Mistress Hubbard entró en el coche comedor en tal estado de excitación que apenas era capaz de articular palabra.
—Contésteme, por favor. ¿Quién tiene autoridad aquí? Tengo que declarar cosas importantes, muy importantes, y no encuentro nadie que ostente alguna autoridad. Si ustedes, caballeros...
Su errante mirada fluctuó entre los tres hombres. Poirot se inclinó hacia delante.
—Dígamelo a mí, señora. Pero antes tenga la bondad de sentarse. Mistress Hubbard se dejó caer pesadamente en el asiento frente al de Poirot.
—Lo que tengo que decir es exactamente esto: anoche hubo un asesinato en el tren, y el asesino estuvo en mi mismo compartimiento.
Hizo una pausa para dar un énfasis dramático a sus palabras.

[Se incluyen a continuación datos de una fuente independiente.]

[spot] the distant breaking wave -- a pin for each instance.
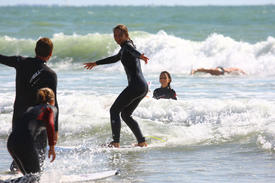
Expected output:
(166, 52)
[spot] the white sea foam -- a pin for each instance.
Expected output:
(166, 52)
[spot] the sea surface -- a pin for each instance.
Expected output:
(221, 128)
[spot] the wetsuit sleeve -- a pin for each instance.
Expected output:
(109, 60)
(47, 116)
(132, 51)
(53, 85)
(12, 61)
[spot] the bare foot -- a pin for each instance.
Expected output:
(142, 144)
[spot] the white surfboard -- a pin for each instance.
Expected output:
(69, 178)
(88, 177)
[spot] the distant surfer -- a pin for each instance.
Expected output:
(219, 71)
(165, 91)
(136, 90)
(22, 140)
(31, 75)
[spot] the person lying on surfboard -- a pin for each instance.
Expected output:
(165, 91)
(22, 142)
(219, 71)
(137, 88)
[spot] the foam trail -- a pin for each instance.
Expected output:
(166, 52)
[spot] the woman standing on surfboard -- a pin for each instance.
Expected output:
(136, 90)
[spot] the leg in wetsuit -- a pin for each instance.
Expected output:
(125, 104)
(25, 156)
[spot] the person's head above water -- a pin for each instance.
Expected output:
(121, 34)
(165, 79)
(45, 96)
(44, 48)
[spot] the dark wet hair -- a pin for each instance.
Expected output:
(169, 76)
(44, 47)
(45, 95)
(123, 29)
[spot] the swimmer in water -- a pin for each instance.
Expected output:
(219, 71)
(137, 88)
(165, 91)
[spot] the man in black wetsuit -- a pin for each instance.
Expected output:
(136, 90)
(31, 75)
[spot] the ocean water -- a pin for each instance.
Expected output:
(221, 128)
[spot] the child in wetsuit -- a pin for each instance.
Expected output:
(21, 141)
(165, 91)
(136, 90)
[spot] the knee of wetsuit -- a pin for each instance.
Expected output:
(125, 116)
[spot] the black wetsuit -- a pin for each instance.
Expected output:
(31, 75)
(165, 93)
(21, 142)
(131, 96)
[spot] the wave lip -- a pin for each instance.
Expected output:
(166, 52)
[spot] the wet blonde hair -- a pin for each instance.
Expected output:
(45, 95)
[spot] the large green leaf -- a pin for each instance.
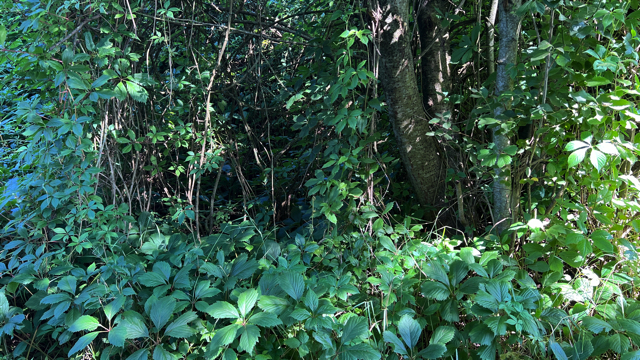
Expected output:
(433, 351)
(83, 342)
(355, 327)
(293, 284)
(435, 290)
(398, 344)
(162, 310)
(409, 330)
(223, 310)
(442, 335)
(359, 351)
(84, 322)
(117, 335)
(248, 338)
(265, 319)
(246, 301)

—¿Está usted segura de eso, señora?
—¡Claro que estoy segura! ¡Qué pregunta! Sé lo que digo. Escuchen cómo sucedió. Me había metido en la cama y empezaba a quedarme dormida, cuando me desperté de pronto, rodeada de tinieblas, y me di cuenta de que había un hombre en mi cabina. Fue tal mi espanto que ni siquiera pude gritar. Quedé inmóvil, pensando: «Dios mío, me van a matar». No puedo describirles lo que sentí en aquellos momentos. Pasaron por mi imaginación todos los crímenes que se han cometido en los trenes y me dije: «Bueno, de todos modos, no me robarán mis joyas, porque las he escondido en una media y he metido ésta bajo la almohada. Que sea lo que Dios quiera». ¿Qué es lo que iba diciendo?
—Que se dio cuenta usted de que había un hombre en su cabina.
—¡Ah, sí! Estaba tendida en la cama con los ojos cerrados y pensaba: «Bueno, tengo que dar gracias a Dios de que mi hija no esté enterada del peligro en que me encuentro». Y de pronto me sentí serena, extendí a tientas la mano y oprimí el timbre para llamar al encargado. Lo oprimí una y otra vez, pero nadie acudió, y crean ustedes que pensé que se me paralizaba el corazón. «Quizá —me dije yo—, hayan asesinado a todos los que van en este tren.» Éste estaba parado y flotaba en el aire un extraño silencio. Pero yo seguí tocando el timbre y, ¡oh, qué alivio cuando sentí unos pasos apresurados por el pasillo y que alguien llamaba a mi puerta! «¡Entre!», grité, y di la luz al mismo tiempo. Y les asombrará a ustedes, pero no había un alma allí.
Esto le pareció a mistress Hubbard el climax del dramatismo y esperó para ver el efecto causado.
—¿Y qué sucedió después, señora? —preguntó tranquilamente Poirot.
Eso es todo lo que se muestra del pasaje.